OGH 1Ob61/19f

OGH1Ob61/19f30.4.2019

Der Oberste Gerichtshof hat als Revisionsgericht durch den Senatspräsidenten Univ.‑Prof. Dr.

 Bydlinski als Vorsitzenden sowie die Hofräte und Hofrätin Mag. Wurzer, Mag. Dr. Wurdinger, Dr. Hofer‑Zeni‑Rennhofer und Dr. Parzmayr als weitere Richter in den verbundenen Rechtssachen der klagenden Parteien 1. mj M*****, und 2. I*****, beide *****, vertreten durch Dr. Astrid Wagner, Rechtsanwältin in Wien, gegen die beklagte Partei Republik Österreich (Bund), vertreten durch die Finanzprokuratur in Wien, wegen 40.370 EUR sA (Erstklägerin) bzw 32.255,11 EUR sA (Zweitklägerin) und Feststellung, über die außerordentliche Revision der klagenden Parteien gegen das Urteil des Oberlandesgerichts Linz als Berufungsgericht vom 26. Februar 2019, GZ 4 R 19/19w‑15, mit dem das Urteil des Landesgerichts Salzburg vom 20. Dezember 2018, GZ 3 Cg 43/18g‑11, bestätigt wurde, in nichtöffentlicher Sitzung, den

Beschluss

gefasst:

European Case Law Identifier: ECLI:AT:OGH0002:2019:0010OB00061.19F.0430.000

 

Spruch:

Die außerordentliche Revision wird gemäß § 508a Abs 2 ZPO mangels der Voraussetzungen des § 502 Abs 1 ZPO zurückgewiesen.

 

Begründung:

Die Erstklägerin, eine Schülerin eines Privatgymnasiums (mit Öffentlichkeitsrecht), verletzte sich während eines Schulschikurses, als sie unter Aufsicht einer Lehrerin auf einer „schwarzen Piste“ fuhr. Die Lehrerin hielt es weder ernstlich für möglich noch fand sie sich billigend damit ab, dass die Erstklägerin auf dieser Piste stürzen und sich verletzen könnte.

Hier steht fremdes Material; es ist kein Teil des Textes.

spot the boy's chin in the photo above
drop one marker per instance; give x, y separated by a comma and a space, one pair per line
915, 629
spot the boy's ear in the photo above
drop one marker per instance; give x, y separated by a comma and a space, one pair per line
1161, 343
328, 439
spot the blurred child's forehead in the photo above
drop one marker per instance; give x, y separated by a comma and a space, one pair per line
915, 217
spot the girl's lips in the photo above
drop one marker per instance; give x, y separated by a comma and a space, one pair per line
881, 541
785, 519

Beide Vorinstanzen wiesen übereinstimmend die auf das Amtshaftungsgesetz gestützten Ansprüche der verletzten Schülerin und ihrer Mutter auf Schmerzengeld (und auf Ersatz von Behandlungskosten und Verdienstentgang) sowie deren Begehren auf Feststellung der Haftung unter Hinweis auf das umfassende Haftungsprivileg nach § 333 iVm § 335 Abs 3 ASVG iVm § 175 Abs 4 und 5 ASVG ab.

Rechtliche Beurteilung

1. Die Klägerinnen behaupten in ihrer außerordentlichen Revision vor allem, das Ergebnis, dass nur bei Vorsatz gehaftet würde, sei höchst unbefriedigend und weder vom Willen des Gesetzgebers gedeckt noch rechtspolitisch erwünscht. Die Vorgangsweise der Lehrerin sei im vorliegenden Fall derart grob sorgfaltswidrig gewesen, dass eine „extensive Auslegung“ des § 175 Abs 4 ASVG iVm § 333 ASVG erfolgen hätte müssen.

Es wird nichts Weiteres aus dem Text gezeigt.